Dealing with a diagnosis like pulmonary hypertension is very challenging. Children, young adults (especially women), adults, and the elderly will all face different concerns and obstacles after diagnosis. For example, finding out that pregnancy carries a high mortality rate for woman with pulmonary hypertension weighs very heavily on me. This may be less of a concern for someone who is diagnosed later on in life, but they may have different concerns, like who can help take care of them, or who can help take care of their family.
It can be difficult to try and adjust to your life after diagnosis. I know I had many questions and concerns about my future. I also found that I had a lot of questions about my spirituality. (What did I believe in? Do I believe in anything?) I was in a heavy depression after my diagnosis, and truthfully, the fog still rolls in some days.
If you are struggling with your diagnosis (or the diagnosis of a loved one), please don’t hesitate to find help in whatever form works best for you. There are lots of options available, from speaking to a therapist or a counselor to talking to a good friend over coffee, to enlisting the help of a life coach!
4. Try not to focus on statistics.
If you broke cardinal rule No. 2 and Googled pulmonary hypertension, you probably saw some pretty scary looking statistics. It is possible that your doctor also told you about the statistics in terms of survival for people with pulmonary hypertension. As mentioned earlier, there is less long-term data available about the survival rates for people with pulmonary hypertension as new medications are introduced to the market. The future is unwritten, and so is yours.

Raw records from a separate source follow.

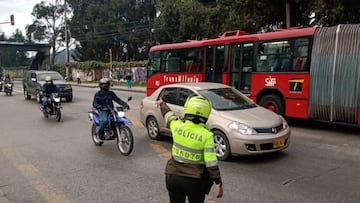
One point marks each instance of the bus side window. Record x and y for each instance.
(172, 64)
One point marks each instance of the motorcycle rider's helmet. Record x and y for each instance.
(104, 84)
(197, 109)
(48, 79)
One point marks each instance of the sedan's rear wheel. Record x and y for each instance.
(222, 146)
(273, 103)
(153, 128)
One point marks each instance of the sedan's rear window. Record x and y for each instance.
(227, 99)
(54, 76)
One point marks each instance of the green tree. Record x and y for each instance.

It is also important to remember that pulmonary hypertension, like any disease, affects everyone differently. Statistics are based on numbers, not individuals. As a whole, pulmonary hypertension is a devastating disease that deserves more awareness. However, through my blog The PHight or Flight Project, I have had the opportunity to share the exceptional stories of other people who have pulmonary hypertension for the segment called PHighter Friday.
I have had the chance to share some very exceptional stories, ranging from people who have been on supplementary oxygen for more than 20 years and have found ways to garden every spring and summer. Others have had pulmonary hypertension for a few years, but have managed to return to work and adapt. I have also spoken to several people who have had pulmonary hypertension for 30 to 40-plus years and still golf!

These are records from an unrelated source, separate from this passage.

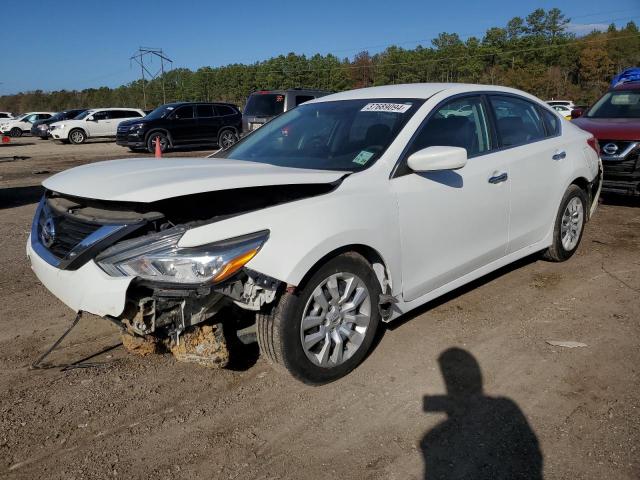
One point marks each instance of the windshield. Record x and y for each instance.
(264, 104)
(346, 135)
(84, 114)
(621, 104)
(160, 112)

I understand these cases do not happen enough, or I wouldn’t be here blogging about pulmonary hypertension. I am not certain what will happen to me, but the optimist in me always tries to hope that I can be the exception, and I hope that you can be the exception, too.
Even if I can’t be the exception, I have managed to make some cherished memories in the past year — something I didn’t think could be possible the first year after my diagnosis.